Da mesi, ormai, i tecnici non avevano più curato l'area in questione che di fatto era praticamente abbandonata a se stessa e diventata ricettacolo di rifiuti. Decine le segnalazioni dei residenti che hanno così ottenuto una pulizia dell'intera area effettuata dagli operai dalla ditta che si occupa della raccolta differenziata in città. Nei prossimi giorni l'attività potrebbe interessare anche il comune di Castellammare, con particolare riferimento al tratto compreso tra viale Europa e via Tavemola, dove si registra la situazione più diffìcile.

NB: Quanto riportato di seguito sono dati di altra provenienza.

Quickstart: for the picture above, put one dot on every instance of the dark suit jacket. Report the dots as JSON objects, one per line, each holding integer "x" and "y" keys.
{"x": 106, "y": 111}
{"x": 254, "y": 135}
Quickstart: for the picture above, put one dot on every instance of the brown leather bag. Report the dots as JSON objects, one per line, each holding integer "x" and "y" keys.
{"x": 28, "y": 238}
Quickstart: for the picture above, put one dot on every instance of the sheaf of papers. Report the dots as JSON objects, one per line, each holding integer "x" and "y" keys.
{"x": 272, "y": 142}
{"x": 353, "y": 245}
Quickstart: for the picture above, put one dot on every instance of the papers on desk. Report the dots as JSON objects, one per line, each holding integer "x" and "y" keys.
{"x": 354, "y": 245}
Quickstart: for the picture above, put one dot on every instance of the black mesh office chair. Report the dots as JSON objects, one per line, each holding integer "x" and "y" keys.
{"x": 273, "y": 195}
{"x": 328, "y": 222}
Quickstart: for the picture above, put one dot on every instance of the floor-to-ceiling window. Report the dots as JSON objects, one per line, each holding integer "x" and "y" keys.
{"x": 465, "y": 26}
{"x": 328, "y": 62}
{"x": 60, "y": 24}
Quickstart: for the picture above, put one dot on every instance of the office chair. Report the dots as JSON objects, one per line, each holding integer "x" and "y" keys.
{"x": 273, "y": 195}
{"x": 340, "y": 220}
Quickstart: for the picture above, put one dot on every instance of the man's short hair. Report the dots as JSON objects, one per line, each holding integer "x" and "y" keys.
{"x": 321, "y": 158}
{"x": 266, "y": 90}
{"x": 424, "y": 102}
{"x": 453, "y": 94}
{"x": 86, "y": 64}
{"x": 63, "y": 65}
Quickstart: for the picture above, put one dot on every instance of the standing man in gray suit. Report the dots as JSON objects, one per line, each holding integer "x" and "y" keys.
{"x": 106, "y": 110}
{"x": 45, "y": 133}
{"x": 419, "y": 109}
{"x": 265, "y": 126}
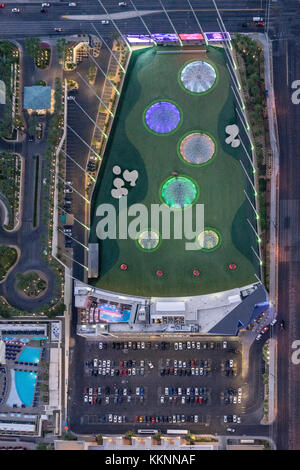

Intanto l'amministrazione comunale di Gragnano attende indicazioni da parte degli enti superiori (e dalla Regione in particolare) in merito al progetto di recupero e valorizzazione dell'ex tratta ferroviaria, chiusa ormai da circa 10 anni in quanto considerata un ramo secco da parte di Fs e Regione. «La promozione e l'organizzazione della mobilità sostenibile passa necessariamente per la riattivazione del collegamento su ferro tra Gragnano, Castellammare e Torre Annunziata - afferma il sindaco Paolo Cimmino - tramite una linea metropolitana leggera che consentirà di ridurre gli impatti ambientali, sociali ed economici generati dall 'uso dei veicoli privati, oltre a favorire un interscambio strategico con la linea Circumvesuviana, anche considerando l'avvenuta presentazione di apposita realizzazione dell'innesto all'altezza del Viale Europa a Castellammare».